The samples were measured using a 10-color BD FACSLyric (BD Biosciences, United States) flow cytometer routinely calibrated with BD CS&T beads (BD Biosciences). At least 50.000 events were acquired, and the data was analyzed with the Kaluza 2.2 software (Beckman Coulter, United States).

Histology and immunohistochemistry

Immunohistochemistry was performed by a LEICA Bond Max (Leica Biosystems, Germany) system. For antigen localization, DAB polymer (Leica Biosystems) was used. Antibodies used for immunohistochemical staining were as follows: CD3 (polyclonal, Dako, Agilent Technologies), CD4 (1F6, Leica Biosystems), CD7 (LP15, Leica Biosystems), CD8 (EP34, Bio SB, USA), CD30 (Ber-H2, Dako, Agilent Technologies), Ki-67 (MIB1, Dako), PD1 (NAT105, Cell Marque), TCL1 (MRQ-7, Cell Marque). The slides were scanned with Panoramic^® 1000 DX scanner (3DHistech LTD., Hungary) and analyzed with the SlideViewer (3DHistech LTD.) software.

T-cell receptor rearrangement testing

The rearrangement of TcR-β and TcR-γ genes was tested with polymerase chain reaction (PCR) using multiplex primer sets according to the BIOMED-2 guidelines [13, 14].

Results

Skin biopsies

The first diagnostic sample was a skin punch biopsy specimen that showed perivascular T-cells infiltrate, dominantly in the dermis, spreading in the epidermis. The pathological T-cells were positive for CD3 and CD7; showed partial expression of CD4, and were negative for CD8, and CD30 (Supplementary Figure S1).

A skin punch biopsy taken 5 months later confirmed the progression of the disease. Diffuse infiltration of the dermis was found with approximately 50% proliferation rate (measured by Ki-67 immunostaining, Supplementary Figure S2). TCL1 immunostaining of the second specimen was also negative (Supplementary Figures S2A–G).

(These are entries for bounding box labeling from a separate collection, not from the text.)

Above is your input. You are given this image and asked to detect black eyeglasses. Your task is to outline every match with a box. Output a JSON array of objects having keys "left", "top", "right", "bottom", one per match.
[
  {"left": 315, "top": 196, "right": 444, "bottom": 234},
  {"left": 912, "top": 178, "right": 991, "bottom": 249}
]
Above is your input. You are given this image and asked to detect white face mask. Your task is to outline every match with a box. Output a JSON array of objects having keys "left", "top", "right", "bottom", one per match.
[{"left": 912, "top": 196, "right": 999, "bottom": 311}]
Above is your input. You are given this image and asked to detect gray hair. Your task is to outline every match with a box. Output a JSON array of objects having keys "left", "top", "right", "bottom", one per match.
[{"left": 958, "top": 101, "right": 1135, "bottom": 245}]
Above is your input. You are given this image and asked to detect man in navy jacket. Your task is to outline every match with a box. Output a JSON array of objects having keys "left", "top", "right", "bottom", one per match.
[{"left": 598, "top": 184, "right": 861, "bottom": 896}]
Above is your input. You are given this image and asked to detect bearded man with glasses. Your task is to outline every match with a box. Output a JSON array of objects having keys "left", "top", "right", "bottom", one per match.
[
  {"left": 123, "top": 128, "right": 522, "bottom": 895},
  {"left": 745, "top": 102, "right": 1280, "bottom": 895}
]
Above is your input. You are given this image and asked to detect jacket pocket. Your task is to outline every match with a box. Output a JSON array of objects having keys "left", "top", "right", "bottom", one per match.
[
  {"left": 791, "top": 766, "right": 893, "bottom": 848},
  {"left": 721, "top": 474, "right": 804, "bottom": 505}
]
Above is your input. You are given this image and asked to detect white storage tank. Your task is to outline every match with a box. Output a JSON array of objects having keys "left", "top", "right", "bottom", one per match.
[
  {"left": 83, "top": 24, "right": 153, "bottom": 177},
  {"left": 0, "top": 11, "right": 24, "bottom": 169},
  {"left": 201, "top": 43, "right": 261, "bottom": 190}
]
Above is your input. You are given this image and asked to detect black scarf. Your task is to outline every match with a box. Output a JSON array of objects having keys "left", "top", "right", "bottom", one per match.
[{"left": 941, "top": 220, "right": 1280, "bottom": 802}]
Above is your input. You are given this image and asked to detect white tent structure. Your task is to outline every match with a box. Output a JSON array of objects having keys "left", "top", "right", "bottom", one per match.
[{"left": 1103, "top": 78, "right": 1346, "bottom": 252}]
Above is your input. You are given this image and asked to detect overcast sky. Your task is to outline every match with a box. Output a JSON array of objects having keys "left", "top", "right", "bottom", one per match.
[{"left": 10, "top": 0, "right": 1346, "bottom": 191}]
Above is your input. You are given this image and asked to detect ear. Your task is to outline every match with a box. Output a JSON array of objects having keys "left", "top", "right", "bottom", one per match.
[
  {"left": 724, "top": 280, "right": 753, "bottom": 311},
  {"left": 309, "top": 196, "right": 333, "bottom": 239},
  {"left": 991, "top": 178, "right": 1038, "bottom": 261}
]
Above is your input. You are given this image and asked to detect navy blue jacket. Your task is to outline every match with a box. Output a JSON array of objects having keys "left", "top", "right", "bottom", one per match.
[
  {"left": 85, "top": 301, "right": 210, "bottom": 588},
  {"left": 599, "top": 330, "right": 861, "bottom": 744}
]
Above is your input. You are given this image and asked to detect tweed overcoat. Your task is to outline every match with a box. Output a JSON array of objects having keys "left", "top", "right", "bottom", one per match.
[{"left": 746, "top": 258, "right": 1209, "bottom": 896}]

Testing T-cell receptor rearrangement

The molecular genetic examination of the formalin-fixed, and paraffin-embedded skin biopsy specimen revealed monoclonal rearrangement of the TCR beta and gamma genes (Supplementary Figures S1H,J).

Blood samples

We tested the patient’s peripheral blood sample at our flow cytometry laboratory shortly after the skin biopsy specimen (Figure 1). The white blood cell count was slightly elevated (10.73 × 10⁶/mL), but the lymphocyte count was only 1.17 × 10⁶/mL. Flow cytometry analysis revealed 5% normal and 5% aberrant T-lymphocytes among all leukocytes in the sample. The immunophenotype was the following: the cells were positive for CD5, CD7, CD26, and cyCD3 (less positive than normal T-cells); dim for sCD3; heterogeneous for CD4 (mostly negative) and negative for CD8, CD45, CD56, CD123, sTRBC1, TdT, MPO (Figure 2). Later, investigating further blood samples the immunophenotype was completed with the following markers: positive for CD2 (slightly lower than normal T-cells), CD48, CD99 (like normal T-cells), and cyTRBC2; weak for sTRBC2 and negative for CD34, cyTRBC1, γδTCR. 9 months later the flow cytometry of the peripheral blood confirmed progression with a 24% tumor cell ratio (Figure 2).

Figure 2. Flow cytometric analysis of the patient’s peripheral blood. Based on the flow cytometric data, the immunophenotype of the pathologic cells (black) was the following: positive: CD2 (M), CD5 (G), CD7 (E, N), CD26 (D), cyCD3 (F), cyTRBC2 (P); dim: sCD3 (B,F,G,H,I,L,M), sTRBC2 (O); heterogeneous: CD4 (C); negative: CD8 (C), CD45 (A), CD56 (J), CD123 (J), sTRBC1 (O), cyTRBC1 (P), TdT (H), MPO (I) and γδTCR (N). The dot plots show data of peripheral blood from different time points, therefore the ratio of the pathological cells can be different. Normal T-lymphocytes for positive control were highlighted in green.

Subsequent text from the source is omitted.